Psychotherapists work with individuals, couples, families and groups to help them overcome a range of psychological and emotional issues. Psychotherapists use personal treatment plans and a variety of non-medical-based treatments to: address the individual’s thought processes, feelings and behaviour; understand inner conflicts; find new ways to deal with, and alleviate, distress.
Psychotherapy usually involves talking, but other methods may be used – for example, play, art, music, drama and movement.
Educational psychology is concerned with children and young people in educational and early years settings. Educational psychologists tackle challenges such as learning difficulties, social and emotional problems, issues around disability as a well as more complex developmental disorders. They work in a variety of ways including observations, interviews and assessments and offer consultation, advice and support to teachers, parents and the wider community as well as the young people concerned. They research innovative ways of helping vulnerable young people and often train teachers, learning support assistants and others working with children.

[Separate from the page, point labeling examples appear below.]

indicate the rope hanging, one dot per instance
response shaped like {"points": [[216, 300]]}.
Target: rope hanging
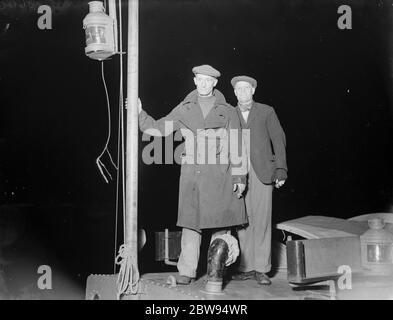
{"points": [[128, 279]]}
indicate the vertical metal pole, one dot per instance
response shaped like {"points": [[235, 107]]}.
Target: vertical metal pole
{"points": [[131, 219]]}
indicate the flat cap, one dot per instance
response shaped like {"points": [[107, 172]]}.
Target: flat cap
{"points": [[206, 70], [248, 79]]}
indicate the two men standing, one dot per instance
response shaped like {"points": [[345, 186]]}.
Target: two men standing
{"points": [[209, 191], [210, 194]]}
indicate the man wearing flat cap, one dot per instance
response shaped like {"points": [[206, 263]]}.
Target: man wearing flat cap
{"points": [[211, 180], [267, 168]]}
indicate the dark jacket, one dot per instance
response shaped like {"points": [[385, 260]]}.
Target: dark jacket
{"points": [[206, 197], [265, 131]]}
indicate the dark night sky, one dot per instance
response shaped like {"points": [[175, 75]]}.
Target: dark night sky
{"points": [[331, 88]]}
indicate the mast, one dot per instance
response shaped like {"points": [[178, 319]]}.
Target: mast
{"points": [[128, 277], [131, 219]]}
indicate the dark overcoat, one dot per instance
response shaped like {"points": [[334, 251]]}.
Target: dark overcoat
{"points": [[267, 141], [206, 196]]}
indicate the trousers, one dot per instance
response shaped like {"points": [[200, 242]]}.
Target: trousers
{"points": [[255, 238], [190, 250]]}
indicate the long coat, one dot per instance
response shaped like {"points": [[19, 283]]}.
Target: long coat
{"points": [[265, 132], [208, 169]]}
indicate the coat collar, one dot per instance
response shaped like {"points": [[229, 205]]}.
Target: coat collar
{"points": [[253, 113], [216, 118], [192, 97]]}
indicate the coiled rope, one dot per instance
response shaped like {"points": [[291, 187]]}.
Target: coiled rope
{"points": [[128, 279]]}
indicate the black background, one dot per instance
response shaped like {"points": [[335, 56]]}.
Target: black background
{"points": [[331, 89]]}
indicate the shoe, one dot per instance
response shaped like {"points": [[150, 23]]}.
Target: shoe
{"points": [[244, 275], [262, 279], [184, 280]]}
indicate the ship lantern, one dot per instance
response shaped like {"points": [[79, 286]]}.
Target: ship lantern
{"points": [[377, 248], [100, 32]]}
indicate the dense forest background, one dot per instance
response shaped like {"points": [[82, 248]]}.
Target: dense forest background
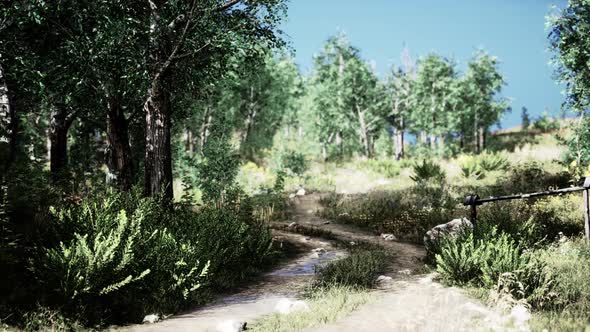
{"points": [[125, 125]]}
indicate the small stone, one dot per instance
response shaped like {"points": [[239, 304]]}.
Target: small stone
{"points": [[231, 325], [285, 306], [384, 279], [150, 319], [388, 237]]}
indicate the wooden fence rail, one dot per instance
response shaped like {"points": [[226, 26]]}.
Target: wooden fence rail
{"points": [[474, 201]]}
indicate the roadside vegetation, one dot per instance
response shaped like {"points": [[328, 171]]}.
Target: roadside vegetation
{"points": [[338, 289], [146, 148]]}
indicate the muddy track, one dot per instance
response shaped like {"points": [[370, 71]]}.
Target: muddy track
{"points": [[409, 302]]}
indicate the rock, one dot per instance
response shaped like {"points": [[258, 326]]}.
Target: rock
{"points": [[383, 279], [520, 315], [231, 325], [405, 272], [388, 237], [452, 228], [150, 319], [285, 306]]}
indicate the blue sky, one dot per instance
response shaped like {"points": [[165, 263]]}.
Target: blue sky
{"points": [[512, 30]]}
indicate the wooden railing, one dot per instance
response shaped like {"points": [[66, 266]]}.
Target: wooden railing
{"points": [[474, 201]]}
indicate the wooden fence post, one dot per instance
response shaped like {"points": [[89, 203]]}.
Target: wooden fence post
{"points": [[586, 208]]}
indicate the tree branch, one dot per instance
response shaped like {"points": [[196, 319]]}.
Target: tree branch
{"points": [[227, 5]]}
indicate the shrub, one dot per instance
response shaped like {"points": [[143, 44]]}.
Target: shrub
{"points": [[427, 170], [357, 270], [531, 177], [406, 213], [117, 256], [492, 161], [294, 162], [386, 167], [493, 259], [471, 170]]}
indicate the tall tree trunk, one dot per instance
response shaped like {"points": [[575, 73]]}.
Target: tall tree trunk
{"points": [[423, 137], [250, 116], [363, 132], [190, 144], [8, 125], [158, 155], [399, 144], [120, 160], [482, 139], [476, 140], [339, 142], [204, 131], [432, 141], [58, 136]]}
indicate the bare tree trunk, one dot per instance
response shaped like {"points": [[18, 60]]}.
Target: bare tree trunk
{"points": [[249, 119], [399, 144], [8, 125], [363, 132], [432, 141], [204, 131], [58, 136], [190, 144], [158, 155], [119, 156], [482, 138]]}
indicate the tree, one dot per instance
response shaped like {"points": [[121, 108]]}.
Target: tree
{"points": [[483, 84], [569, 40], [183, 36], [350, 100], [400, 84], [524, 115], [433, 89]]}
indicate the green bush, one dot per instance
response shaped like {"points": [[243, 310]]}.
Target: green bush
{"points": [[407, 213], [294, 162], [359, 269], [495, 260], [471, 170], [386, 167], [117, 256], [426, 171], [531, 177]]}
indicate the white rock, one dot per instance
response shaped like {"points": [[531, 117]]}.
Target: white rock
{"points": [[405, 272], [388, 237], [383, 279], [231, 325], [452, 228], [150, 319], [285, 306], [520, 314]]}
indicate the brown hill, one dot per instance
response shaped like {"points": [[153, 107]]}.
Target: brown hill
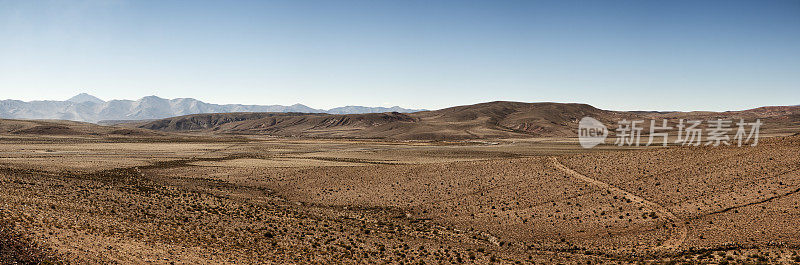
{"points": [[500, 119], [66, 128]]}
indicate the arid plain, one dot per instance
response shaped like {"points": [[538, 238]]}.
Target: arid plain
{"points": [[82, 193]]}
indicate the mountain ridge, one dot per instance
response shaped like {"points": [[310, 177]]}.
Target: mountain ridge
{"points": [[88, 108]]}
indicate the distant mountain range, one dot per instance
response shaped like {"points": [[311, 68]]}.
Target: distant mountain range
{"points": [[88, 108]]}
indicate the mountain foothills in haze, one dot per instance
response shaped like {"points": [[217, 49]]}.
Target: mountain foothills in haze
{"points": [[88, 108]]}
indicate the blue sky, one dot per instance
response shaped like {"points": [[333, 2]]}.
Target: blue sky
{"points": [[620, 55]]}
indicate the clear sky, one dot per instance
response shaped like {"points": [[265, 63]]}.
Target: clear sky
{"points": [[620, 55]]}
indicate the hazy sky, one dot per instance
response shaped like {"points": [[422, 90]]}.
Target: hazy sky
{"points": [[620, 55]]}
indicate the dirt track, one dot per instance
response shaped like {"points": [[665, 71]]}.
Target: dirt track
{"points": [[678, 235]]}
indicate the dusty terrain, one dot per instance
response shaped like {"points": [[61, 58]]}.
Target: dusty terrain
{"points": [[281, 200]]}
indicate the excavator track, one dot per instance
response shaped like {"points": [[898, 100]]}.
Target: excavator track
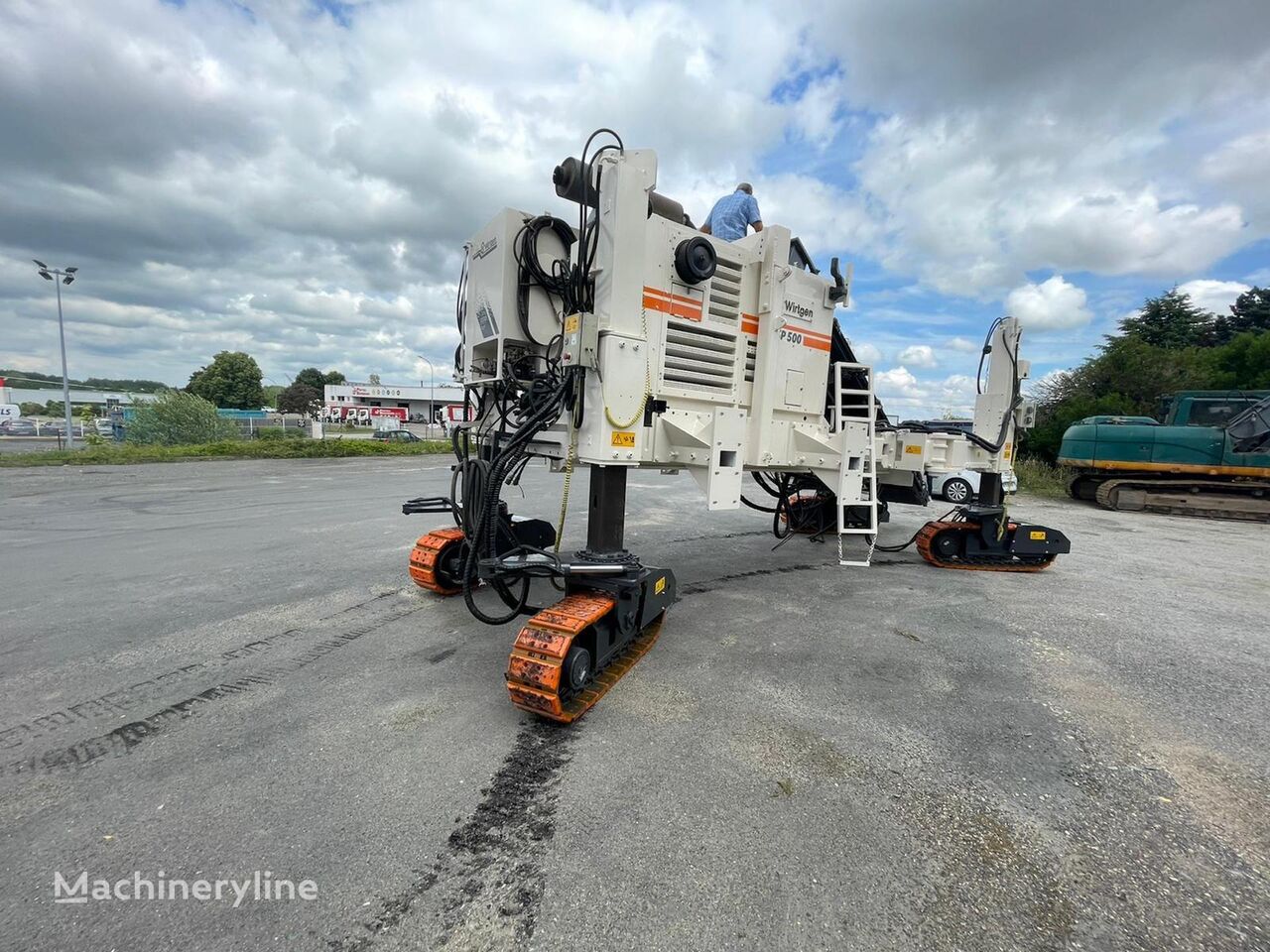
{"points": [[930, 544], [548, 671], [1213, 499], [429, 560]]}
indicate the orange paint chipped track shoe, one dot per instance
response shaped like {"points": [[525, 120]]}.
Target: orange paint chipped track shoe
{"points": [[550, 670], [435, 561]]}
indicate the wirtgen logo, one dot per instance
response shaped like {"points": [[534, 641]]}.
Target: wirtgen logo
{"points": [[257, 888]]}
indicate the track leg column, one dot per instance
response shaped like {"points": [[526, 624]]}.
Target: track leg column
{"points": [[606, 515]]}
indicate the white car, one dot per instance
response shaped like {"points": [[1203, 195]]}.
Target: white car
{"points": [[962, 485]]}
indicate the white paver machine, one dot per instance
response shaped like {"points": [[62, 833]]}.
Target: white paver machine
{"points": [[627, 339]]}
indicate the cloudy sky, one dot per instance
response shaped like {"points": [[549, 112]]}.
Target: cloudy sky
{"points": [[295, 178]]}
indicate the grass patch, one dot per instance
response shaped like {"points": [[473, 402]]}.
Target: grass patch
{"points": [[1040, 479], [118, 453]]}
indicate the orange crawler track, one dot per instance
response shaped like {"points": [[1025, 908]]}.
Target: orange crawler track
{"points": [[427, 553], [535, 669], [933, 529]]}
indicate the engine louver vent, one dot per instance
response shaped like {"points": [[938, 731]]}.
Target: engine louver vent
{"points": [[725, 294], [698, 358]]}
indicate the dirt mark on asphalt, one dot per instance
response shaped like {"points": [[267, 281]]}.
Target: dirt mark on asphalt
{"points": [[126, 738], [485, 885]]}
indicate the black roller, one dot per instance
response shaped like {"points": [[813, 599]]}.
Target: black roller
{"points": [[695, 259], [570, 178]]}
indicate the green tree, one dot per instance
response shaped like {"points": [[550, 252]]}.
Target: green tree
{"points": [[1251, 311], [300, 399], [176, 416], [1243, 363], [231, 380], [1132, 373], [1170, 321]]}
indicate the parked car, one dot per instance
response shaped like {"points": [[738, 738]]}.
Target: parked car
{"points": [[18, 428], [395, 435], [962, 485]]}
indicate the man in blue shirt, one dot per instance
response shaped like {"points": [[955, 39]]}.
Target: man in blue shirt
{"points": [[733, 214]]}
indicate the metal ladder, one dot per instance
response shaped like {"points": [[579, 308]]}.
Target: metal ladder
{"points": [[857, 472]]}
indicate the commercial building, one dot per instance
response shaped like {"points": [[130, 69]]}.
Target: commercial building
{"points": [[404, 403]]}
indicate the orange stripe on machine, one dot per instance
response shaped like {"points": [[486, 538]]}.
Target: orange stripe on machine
{"points": [[674, 304]]}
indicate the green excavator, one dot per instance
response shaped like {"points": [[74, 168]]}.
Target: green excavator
{"points": [[1209, 457]]}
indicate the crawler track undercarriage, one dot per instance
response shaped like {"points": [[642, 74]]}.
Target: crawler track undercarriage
{"points": [[1213, 499]]}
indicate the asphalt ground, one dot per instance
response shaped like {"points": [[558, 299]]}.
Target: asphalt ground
{"points": [[213, 669]]}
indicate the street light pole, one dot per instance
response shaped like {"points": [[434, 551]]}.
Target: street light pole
{"points": [[432, 394], [66, 276]]}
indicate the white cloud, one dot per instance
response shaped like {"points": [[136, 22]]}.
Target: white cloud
{"points": [[866, 353], [1213, 296], [917, 356], [1052, 304], [299, 186], [905, 395]]}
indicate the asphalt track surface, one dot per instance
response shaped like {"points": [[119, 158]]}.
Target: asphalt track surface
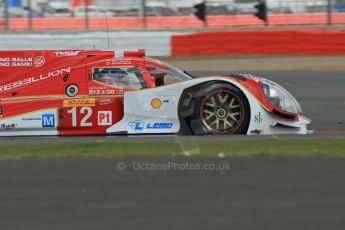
{"points": [[250, 193], [321, 95], [255, 193]]}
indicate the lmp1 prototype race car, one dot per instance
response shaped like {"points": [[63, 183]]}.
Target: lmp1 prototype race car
{"points": [[73, 92]]}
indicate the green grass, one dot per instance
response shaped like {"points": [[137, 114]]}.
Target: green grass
{"points": [[274, 147]]}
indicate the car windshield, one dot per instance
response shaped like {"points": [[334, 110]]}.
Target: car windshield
{"points": [[166, 74]]}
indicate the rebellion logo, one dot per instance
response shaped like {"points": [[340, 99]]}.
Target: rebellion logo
{"points": [[30, 80], [39, 61]]}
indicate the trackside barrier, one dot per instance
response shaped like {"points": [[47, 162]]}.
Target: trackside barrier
{"points": [[134, 23], [303, 42]]}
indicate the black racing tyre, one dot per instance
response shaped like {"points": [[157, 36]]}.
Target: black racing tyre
{"points": [[220, 109]]}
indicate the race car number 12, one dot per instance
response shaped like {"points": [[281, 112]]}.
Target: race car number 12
{"points": [[84, 121], [104, 117]]}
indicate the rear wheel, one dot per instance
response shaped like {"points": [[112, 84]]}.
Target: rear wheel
{"points": [[220, 109]]}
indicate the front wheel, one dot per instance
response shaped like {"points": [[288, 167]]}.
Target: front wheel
{"points": [[220, 109]]}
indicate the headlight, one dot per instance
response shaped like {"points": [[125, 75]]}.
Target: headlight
{"points": [[280, 97]]}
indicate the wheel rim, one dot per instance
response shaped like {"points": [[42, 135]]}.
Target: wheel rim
{"points": [[222, 112]]}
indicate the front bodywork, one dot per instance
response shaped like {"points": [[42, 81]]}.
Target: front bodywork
{"points": [[34, 98]]}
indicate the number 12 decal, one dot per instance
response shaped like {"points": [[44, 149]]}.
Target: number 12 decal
{"points": [[84, 121]]}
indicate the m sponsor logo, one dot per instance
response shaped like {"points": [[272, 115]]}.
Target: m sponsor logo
{"points": [[48, 120], [257, 132]]}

Occupational Therapists help people of all ages with physical, mental and social disabilities to independently carry out everyday tasks or jobs with more independence and confidence. An Occupational Therapist may develop an individualised treatment programme for a client and may introduce equipment that will aid the client in their activities. Interventions are reviewed periodically in order to evaluate its progress and make changes where needed.
Speech and Language Therapists (SLT) assess and treat babies, children and adults who have various levels of speech, language and communication problems, or difficulties in swallowing, drinking or eating. The role includes dealing with a diverse client group, including people with physical and learning disabilities, hearing loss/deafness, psychiatric disorders or dementia, and could treat a range of conditions, including cleft palate, stammering, language delay and voice disorders.
The Assistant Psychologists seek to support the clinical team in relation to undertaking assessments, report writing, carrying out observations, updating databases, carrying out one-to-one or group interventions, research and audit.
All work carried out by the Assistant Psychologists is supervised by a qualified clinician and the clinical team lead.